The Great Ace Attorney Chronicles Review — No Objections Here

Like a great detective novel, The Great Ace Attorney Chronicles gives us clues in its opening moments that won’t pay off until its final hours. That trick is even more impressive here as the adventure games collected, The Great Ace Attorney: Adventures and The Great Ace Attorney 2: Resolve, were originally published two years apart and together tell one continuous 80 hour story. Clues, character arcs, cases--all are revealed slowly over the course of the two visual novels, culminating in one satisfying conclusion that ties it all together.

Adventures, from 2015, and Resolve, from 2017, take players back roughly 100 years before Phoenix Wright ever entered the courtroom. Here, players take on the role of that famous ace attorney’s ancestor, Ryunosuke Naruhodo, at the dawn of the 20th century. The story begins in Meiji Period Japan before traveling to Victorian-era England, where the bulk of the action takes place. That action, as in Phoenix Wright, involves collecting evidence from crime scenes, waiting for the right moment to use it in court and then presenting it at the right time during a cross examination to make a witness’ testimony fall apart.

As The Great Ace Attorney: Adventures begins, Japan and Great Britain have just entered into a trade agreement.
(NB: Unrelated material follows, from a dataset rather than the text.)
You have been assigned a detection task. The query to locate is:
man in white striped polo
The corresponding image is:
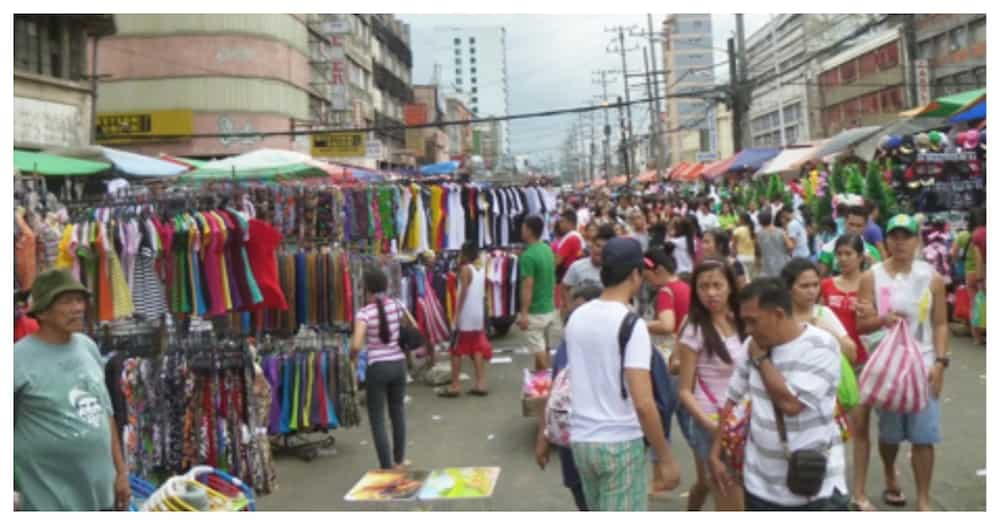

The ink on the agreement is barely dry--historically speaking, that is; a character later suggests that the agreement has been in place for a decade--so when Naruhodo is caught with a pistol in his hand at the scene of a visiting British professor’s murder, the resulting trial carries with it the weight of the fragile alliance between the two empires. With the case all but decided against him, Naruhodo must prove his innocence with the help of his best friend, Kazuma Asogi, a law student set to embark the next day for a study abroad program in England. The katana-wielding Kazuma is strong-willed, confident, and believes wholeheartedly that his friend is innocent, and that belief motivates Naruhodo’s own practice of law as the game progresses, with the young defense attorney understanding well the difference that his belief in his clients’ innocence can make.